Jardins publics (Sansot, 1993) relate la transformation d’un espace qui se révèle déjà dans les usages langagiers : le jardin devient un espace vert géré par des brigades vertes. Cette transformation, en apparence anodine, laisse transparaître ici la même logique. L’abribus comme l’espace vert sont des micro-dispositifs relevant du même imaginaire social. Tous deux sont destinés à profiter de l’ambiance. Dans le contexte postindustriel où dominent services et loisirs, « Nous allons vous faire aimer l’an 2000 »[4], « c’est la quotidienneté pacifiée où s’efface la distinction entre le ludique et le policier » (Baudrillard, 2001, p. 17). Doit-on pour cela imaginer que la société d’individus tant vantée par le marché du loisir désigne une société de la libération ? « La répression, en pays civilisé, n’est plus une négation, une agression, c’est une ambiance » (Baudrillard, ibid.), dont l’abribus comme d’autres objets signes font système. L’abribus est un agent d’ambiance dont l’une des principales fonctions est de maintenir l’équilibre entre prise en charge du collectif et esthétique sociale de l’individu souverain. De telles opérations de contrôle, invisibles et indolores dans l’espace public, fondent leurs légitimités parce qu’en agissant sur la réduction des incertitudes, elles sont la garantie d’une vie pacifiée. L’abribus comme le jardin public est ponctué par la saisonnalité (les crèmes bronzantes qui s’affichent en été, les chrysanthèmes plantées à la Toussaint). Il y a dans ce décorum de la rue et des jardins l’expression de l’espace accueillant et répressif, car il y a dans le joli et l’agréable à l’œil, l’expression dissimulée de l’incitation à bien faire les choses. L’abribus reste l’instrument de promotion de la ville grande, riche et tertiaire. D’ailleurs, dans les grandes villes pauvres, ces petits agencements n’existent pour ainsi dire pas.
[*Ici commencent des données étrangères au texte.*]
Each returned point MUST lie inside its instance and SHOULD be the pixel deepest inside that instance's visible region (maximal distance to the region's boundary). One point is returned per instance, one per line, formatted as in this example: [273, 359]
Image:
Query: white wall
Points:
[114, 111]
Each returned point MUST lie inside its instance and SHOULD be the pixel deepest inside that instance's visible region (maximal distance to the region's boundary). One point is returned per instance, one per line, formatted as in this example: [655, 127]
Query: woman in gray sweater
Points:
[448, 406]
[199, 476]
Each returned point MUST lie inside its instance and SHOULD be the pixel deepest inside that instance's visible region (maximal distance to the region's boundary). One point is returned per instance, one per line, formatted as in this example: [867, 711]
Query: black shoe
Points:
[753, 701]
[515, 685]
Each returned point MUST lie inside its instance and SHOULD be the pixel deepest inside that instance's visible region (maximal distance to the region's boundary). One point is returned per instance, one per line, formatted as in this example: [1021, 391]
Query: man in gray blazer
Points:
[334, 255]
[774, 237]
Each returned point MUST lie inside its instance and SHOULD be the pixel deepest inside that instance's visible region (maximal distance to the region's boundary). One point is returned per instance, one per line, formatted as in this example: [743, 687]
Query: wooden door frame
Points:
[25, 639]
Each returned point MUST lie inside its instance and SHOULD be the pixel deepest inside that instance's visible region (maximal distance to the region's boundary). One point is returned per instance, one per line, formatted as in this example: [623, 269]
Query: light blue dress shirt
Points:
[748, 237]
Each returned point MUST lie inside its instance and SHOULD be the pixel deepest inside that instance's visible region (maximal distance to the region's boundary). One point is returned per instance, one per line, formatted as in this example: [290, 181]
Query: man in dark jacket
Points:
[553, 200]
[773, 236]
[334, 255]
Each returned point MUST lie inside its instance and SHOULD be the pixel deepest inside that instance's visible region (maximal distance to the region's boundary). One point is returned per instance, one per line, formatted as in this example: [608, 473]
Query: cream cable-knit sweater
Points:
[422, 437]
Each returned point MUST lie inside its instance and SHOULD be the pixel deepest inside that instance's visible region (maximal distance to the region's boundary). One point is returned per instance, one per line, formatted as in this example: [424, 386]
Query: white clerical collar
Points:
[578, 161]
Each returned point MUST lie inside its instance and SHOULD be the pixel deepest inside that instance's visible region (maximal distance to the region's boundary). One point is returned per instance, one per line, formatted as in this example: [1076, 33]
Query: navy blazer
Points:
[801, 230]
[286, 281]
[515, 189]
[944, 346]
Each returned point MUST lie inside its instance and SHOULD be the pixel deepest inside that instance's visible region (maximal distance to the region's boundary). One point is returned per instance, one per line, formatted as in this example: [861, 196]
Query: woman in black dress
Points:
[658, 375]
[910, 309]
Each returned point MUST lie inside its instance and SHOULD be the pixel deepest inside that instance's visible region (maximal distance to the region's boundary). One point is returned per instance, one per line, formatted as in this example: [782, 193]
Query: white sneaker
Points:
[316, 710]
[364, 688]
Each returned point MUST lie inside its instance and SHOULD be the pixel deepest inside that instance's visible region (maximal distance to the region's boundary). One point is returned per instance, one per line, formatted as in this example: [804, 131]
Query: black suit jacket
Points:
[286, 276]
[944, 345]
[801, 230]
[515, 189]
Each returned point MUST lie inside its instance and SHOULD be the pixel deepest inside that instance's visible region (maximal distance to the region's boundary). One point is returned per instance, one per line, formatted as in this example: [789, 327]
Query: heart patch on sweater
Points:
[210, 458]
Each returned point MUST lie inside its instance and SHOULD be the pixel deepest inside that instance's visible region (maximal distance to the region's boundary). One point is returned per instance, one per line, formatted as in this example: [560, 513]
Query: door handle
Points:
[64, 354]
Bien qu’il soit confortable et divertissant, l’abribus subit néanmoins des dégradations (tags, vitres brisées, etc.), et les entreprises commerciales qui ont à gérer ces « bornes de rappel » sécurisantes se chargent de les remettre en état. Si les dégradations persistent, on (accord passé entre la société commerciale et des élus politiques) décidera de supprimer l’équipement. Ici réaménagement, embellissement, nouveau design, ailleurs remplacement du verre par du plexiglas voire suppression de l’équipement. Ce n’est donc pas seulement une simple logique d’affichage qui conditionne le divertissement, car celui-ci ne s’exécute que si l’équipement matérialise cette ambiance favorable à la circulation des signes marchands, c’est-à-dire lorsque le traitement public du clair et du propre est mis en valeur d’usage.

Des signes marchands et du contrôle corporel.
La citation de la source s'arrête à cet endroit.